Billionaire green dumps at least $750,000 into Bay State special election


The super PAC funded by a former hedge fund manager turned environmental activist has made its latest move in the Massachusetts special Senate election, donating $250,000 to another super PAC run by the League of Conservation Voters, which supports the primary campaign of Rep. Ed Markey, D-Mass., according to Federal Election Commission reports.

Tom Steyer, a billionaire based in San Francisco, has shaken up the race by giving at least $750,000 to the NextGen super PAC, to which he is the sole donor so far. Steyer's ire is aimed at Markey's opponent, Rep. Stephen Lynch, D-Mass., for his support of the Keystone Pipeline.

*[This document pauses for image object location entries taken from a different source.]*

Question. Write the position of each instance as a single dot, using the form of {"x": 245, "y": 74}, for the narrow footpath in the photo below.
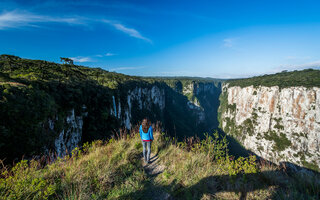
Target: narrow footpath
{"x": 153, "y": 169}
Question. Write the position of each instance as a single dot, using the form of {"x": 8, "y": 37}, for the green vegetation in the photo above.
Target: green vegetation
{"x": 190, "y": 170}
{"x": 307, "y": 78}
{"x": 280, "y": 142}
{"x": 32, "y": 92}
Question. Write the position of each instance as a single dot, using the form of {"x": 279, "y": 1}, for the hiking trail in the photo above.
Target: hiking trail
{"x": 153, "y": 169}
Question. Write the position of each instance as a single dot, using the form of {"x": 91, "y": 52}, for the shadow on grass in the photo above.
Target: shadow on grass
{"x": 239, "y": 187}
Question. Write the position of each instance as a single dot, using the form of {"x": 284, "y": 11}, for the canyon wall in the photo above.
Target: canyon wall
{"x": 278, "y": 124}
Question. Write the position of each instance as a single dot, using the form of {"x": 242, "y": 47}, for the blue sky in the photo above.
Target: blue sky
{"x": 222, "y": 39}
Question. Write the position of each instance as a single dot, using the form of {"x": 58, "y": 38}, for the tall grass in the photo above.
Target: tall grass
{"x": 193, "y": 169}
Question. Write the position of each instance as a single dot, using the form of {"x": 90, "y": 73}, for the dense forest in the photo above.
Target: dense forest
{"x": 33, "y": 91}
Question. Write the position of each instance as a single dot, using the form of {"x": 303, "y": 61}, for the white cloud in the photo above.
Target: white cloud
{"x": 16, "y": 19}
{"x": 109, "y": 54}
{"x": 129, "y": 31}
{"x": 125, "y": 68}
{"x": 228, "y": 42}
{"x": 297, "y": 57}
{"x": 81, "y": 59}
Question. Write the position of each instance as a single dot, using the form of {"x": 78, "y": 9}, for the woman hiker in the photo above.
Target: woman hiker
{"x": 146, "y": 134}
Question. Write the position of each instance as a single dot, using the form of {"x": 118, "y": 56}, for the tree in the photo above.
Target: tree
{"x": 66, "y": 60}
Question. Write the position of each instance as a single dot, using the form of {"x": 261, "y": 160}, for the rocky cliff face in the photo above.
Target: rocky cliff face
{"x": 281, "y": 125}
{"x": 138, "y": 99}
{"x": 204, "y": 100}
{"x": 70, "y": 135}
{"x": 158, "y": 102}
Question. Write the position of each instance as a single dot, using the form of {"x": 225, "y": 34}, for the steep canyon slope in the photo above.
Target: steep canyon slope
{"x": 276, "y": 116}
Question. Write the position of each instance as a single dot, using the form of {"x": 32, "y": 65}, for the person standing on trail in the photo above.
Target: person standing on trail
{"x": 146, "y": 134}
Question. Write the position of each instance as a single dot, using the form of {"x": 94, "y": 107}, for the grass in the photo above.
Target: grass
{"x": 193, "y": 169}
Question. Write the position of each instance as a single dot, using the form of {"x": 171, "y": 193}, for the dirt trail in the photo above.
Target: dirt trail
{"x": 153, "y": 169}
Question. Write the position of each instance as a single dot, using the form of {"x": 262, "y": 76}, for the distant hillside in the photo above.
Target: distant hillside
{"x": 306, "y": 78}
{"x": 45, "y": 106}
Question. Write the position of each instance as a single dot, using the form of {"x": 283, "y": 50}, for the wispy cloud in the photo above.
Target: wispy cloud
{"x": 106, "y": 55}
{"x": 228, "y": 42}
{"x": 129, "y": 31}
{"x": 297, "y": 57}
{"x": 110, "y": 54}
{"x": 16, "y": 19}
{"x": 125, "y": 68}
{"x": 82, "y": 59}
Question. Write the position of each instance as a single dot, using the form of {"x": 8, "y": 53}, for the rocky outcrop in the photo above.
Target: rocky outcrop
{"x": 281, "y": 125}
{"x": 70, "y": 135}
{"x": 137, "y": 99}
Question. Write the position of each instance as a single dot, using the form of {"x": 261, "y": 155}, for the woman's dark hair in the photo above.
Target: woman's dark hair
{"x": 145, "y": 124}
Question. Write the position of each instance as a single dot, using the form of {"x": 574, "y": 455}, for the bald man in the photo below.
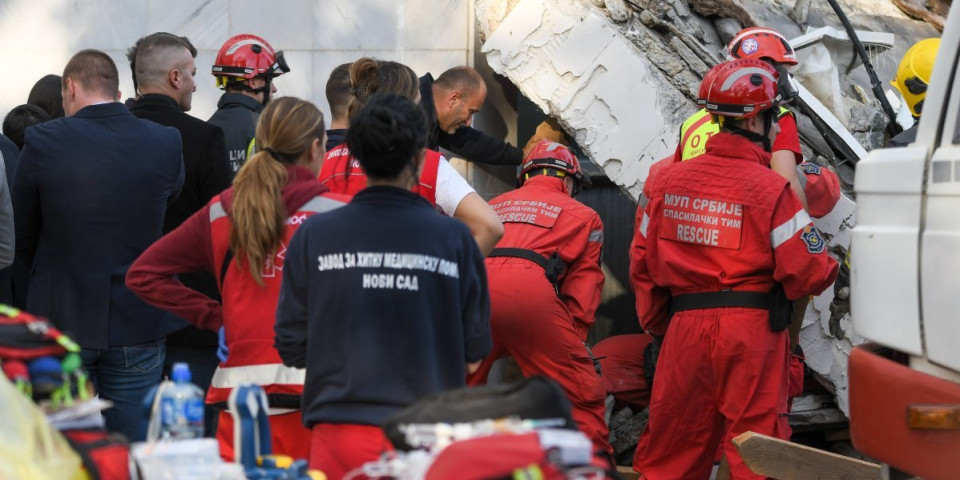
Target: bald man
{"x": 450, "y": 102}
{"x": 165, "y": 70}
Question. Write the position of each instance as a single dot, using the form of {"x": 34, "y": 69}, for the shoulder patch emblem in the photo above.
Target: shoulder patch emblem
{"x": 810, "y": 168}
{"x": 812, "y": 239}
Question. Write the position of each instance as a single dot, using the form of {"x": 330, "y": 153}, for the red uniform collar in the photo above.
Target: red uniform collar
{"x": 725, "y": 144}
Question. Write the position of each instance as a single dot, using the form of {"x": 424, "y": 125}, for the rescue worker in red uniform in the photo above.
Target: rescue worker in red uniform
{"x": 545, "y": 281}
{"x": 724, "y": 242}
{"x": 771, "y": 47}
{"x": 241, "y": 238}
{"x": 439, "y": 183}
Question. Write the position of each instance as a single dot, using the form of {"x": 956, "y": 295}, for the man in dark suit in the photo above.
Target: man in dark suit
{"x": 450, "y": 102}
{"x": 91, "y": 191}
{"x": 164, "y": 69}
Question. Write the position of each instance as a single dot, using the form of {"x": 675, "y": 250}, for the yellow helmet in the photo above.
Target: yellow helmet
{"x": 913, "y": 74}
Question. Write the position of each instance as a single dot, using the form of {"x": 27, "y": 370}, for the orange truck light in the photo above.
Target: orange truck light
{"x": 934, "y": 417}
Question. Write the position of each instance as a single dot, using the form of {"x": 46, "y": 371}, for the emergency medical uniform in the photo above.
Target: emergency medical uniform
{"x": 237, "y": 116}
{"x": 202, "y": 243}
{"x": 722, "y": 222}
{"x": 381, "y": 312}
{"x": 544, "y": 328}
{"x": 439, "y": 183}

If approved, the pipeline would deliver heavy crude oil derived from tar sands from Canada to refineries in Texas.

The pipeline is under review by the Obama administration but faces intense criticism from environmental activists, including Steyer. 

Nextgen has barraged Lynch for backing the pipeline in a series of ads — including snarky aerial banners at sporting events including the Boston Marathon. Steyer suspended the ad campaign after the explosions at the Boston Marathon Monday, according to MSNBC. So did the candidates, who will resume their campaigns Saturday.

SEE THE DATA: All of the outside spending in the special election

Markey and Lynch are contenders in the May 7 Democratic primary in a bid to ultimately replace John Kerry, who vacated the seat when President Barack Obama tapped the long-serving Bay State pol to serve as Secretary of State. Whoever wins the primary will most likely go on to the Senate; Republican Scott Brown, who won another special election in 2009 to fill out the term the late Sen. Ted Kennedy but lost to Elizabeth Warren in 2012, chose not to run, leaving the GOP with a weak field of contenders.

In addition to the backing of the Democratic establishment, Markey also has Steyer, Nextgen and the LCV Victory Fund, the League of Conservation Voters' super PAC, in his corner. Despite a pledge signed by the Democratic primary candidates intended to discourage spending by outside groups, the race has seen nearly $1.7 million in independent expenditures, almost all of which has gone towards supporting Markey or opposing Lynch. Of that total, the NextGen Committee has spent about $350,000 on the race. The biggest spender is the League of Conservation Voters and its affiliated super PAC, which have dropped nearly $800,000, with the bulk of that spent on mobilizing voters, according to its Federal Election Commission filings.

Steyer has been an active Democratic donor through the years, according to Influence Explorer. Earlier this month, he hosted the president at his house for a fundraiser for the Democratic Congressional Campaign Committee, where Obama defended his record on the environment.

Steyer has donated $535,150 to federal candidates and committees since 1990, inluding $35,800 to Obama's joint fundraising committee for the 2012 election, but most of his donations have been at the state level, where he has dumped $33.4 million, mostly on ballot initiatives. That includes $25.9 million to a 2012 California proposition to repeal a tax break for out-of-state corporations, which voters approved.